E então, ele faz o convite. E o faz genialmente. Que de outra forma esse ser genial o faria que não genialmente? Convite discreto e certeiro. Abafado em meio às conversas da mesa. Mas eu ouvi. Ouvi e não acreditei. Pensei que talvez minha cerveja de todos os sábados havia começado a ter poderes alucinógenos. Fiquei muda, calada, esperando algum sinal, outro olhar, outra palavra. Olhei para os lados para ver se as palavras dele eram de fato para mim. E foi aí que ele perguntou de novo, para não deixar dúvidas. E foi aí que começou a promessa de uma noite feliz. Deu um sorriso, e saímos pela rua sob o olhar de desaprovação do amigo.

Aí então descobri que ele tinha as mãos macias, suaves; que era gostoso de abraçar, de cheirar, de alisar, de beijar. Que tinha o cabelo gostoso de passar a mão, que tinha pegada, timing e tudo mais. Eu estava ali, na cama, com o cara. O cara. Não conseguia parar de pensar que ele era o cara. E comecei a pensar que toda a cerveja tomada na espera daquela frase genial havia sido cerveja demais. E que ele era demais e que talvez eu fosse de menos. Não sei exatamente como, mas brochei, minha gente. Brochei. Mas ele era o cara e ainda dormiu aí, comigo, abraçado, com direito a cafuné na cabeça.

E no dia seguinte ele se foi embora lá para longe, onde todos falam com aquele sotaque que só é bonito na boca dele. E nunca mais o vi. Me restou a vontade, a fantasia com o não concretizado, o que faz dele, hoje, minha conquista inconquistável.

domingo, 4 de julho de 2010

Sobre dentes, dores e fins

Meu primeiro dente de leite amoleceu durante umas férias de julho que eu passava na casa de uma tia. Em um entardecer, minha tia pediu para ver meu dente. Eu, ingenuamente, abri a boca. Ela colocou a mão cuidadosamente, balançou o dente devagar e em fração de segundos o rancou à força. Senti o gosto de sangue na boca, abaixei a cabeça e as gotas foram caindo no chão. Só me lembro de chorar muito, atrás de um sofá, enquanto ouvia uma prima minha, dez anos mais velha, brigar com minha tia, dizendo que o dente apenas havia começado a amolecer, que não estava para cair e que ela tinha sido sádica. “Vai traumatizar a criança, porra”. Dessa frase me lembro bem.

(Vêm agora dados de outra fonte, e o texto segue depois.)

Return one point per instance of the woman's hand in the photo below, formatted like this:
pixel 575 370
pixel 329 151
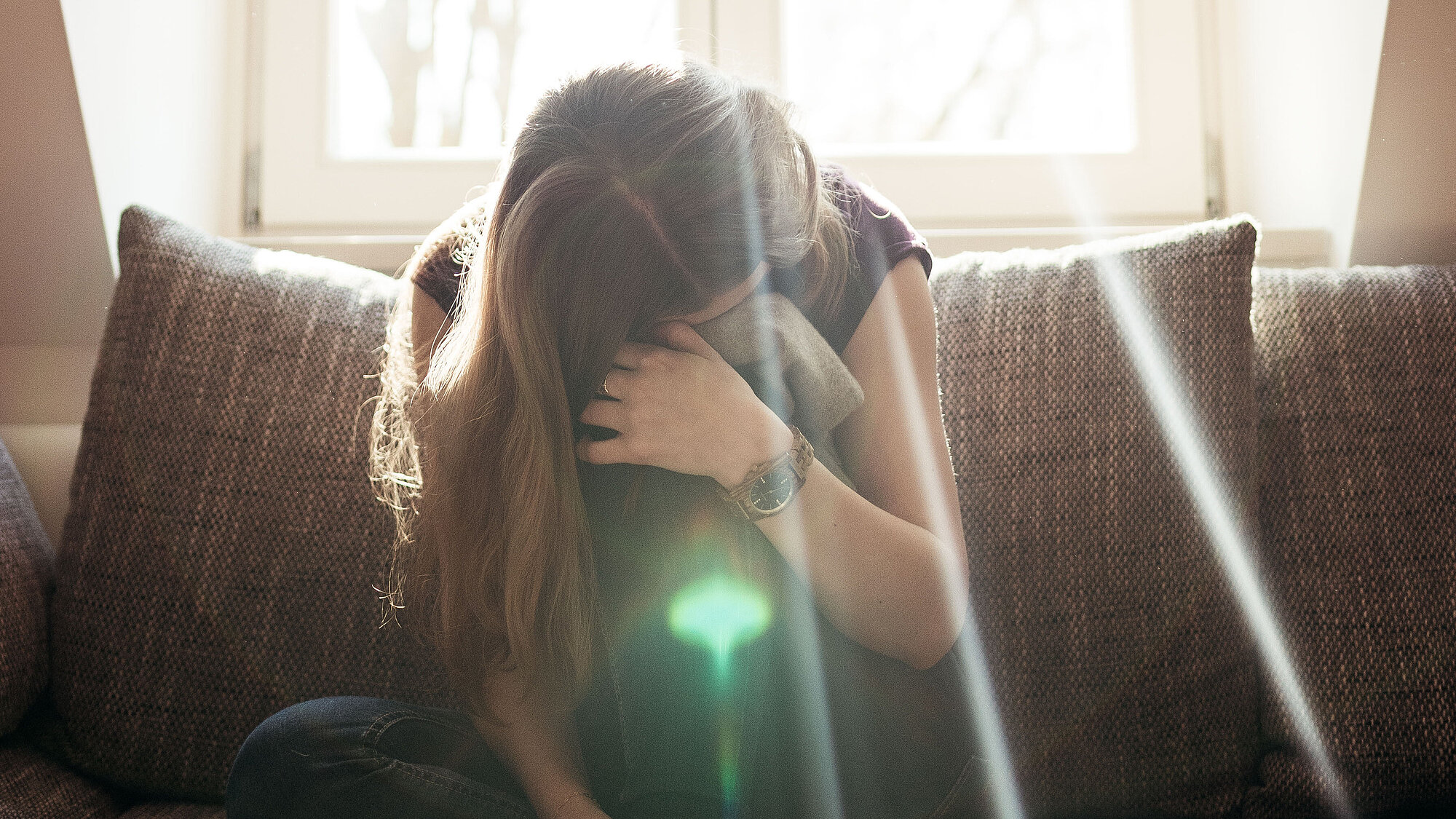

Dali por diante, deixava meus dentes caírem sozinhos. Meu pai, minha mãe, meu irmão, professoras, o padre, o prefeito da cidade vinham tentar me convencer a arrancar os dentes moles, mas eu permanecia irredutível. Alguém havia me dito que os dentes deveriam cair sozinhos. Por que passar por aquela dor se podiam cair sem sofrimento?

O canino esquerdo caiu quando mordi uma torrada, e lá ficou ele cravado. Outro caiu (sozinho, claro) durante a noite. Quando abri a boca para escovar os dentes, vi que estava banguela. Nunca o achei. Talvez a fada dos dentes tenha tirado enquanto eu babava de boca aberta.

O melhor desse método, é que nunca doía. Eles iam embora naturalmente, sem que eu sentisse nada, sem que houvesse esforço aplicado na tarefa.

De alguma maneira trato os relacionamentos como tratava os dentes. Não arranco às pressas, espero que afrouxem e desatem naturalmente, deixo seguir o curso natural. Assim dói menos.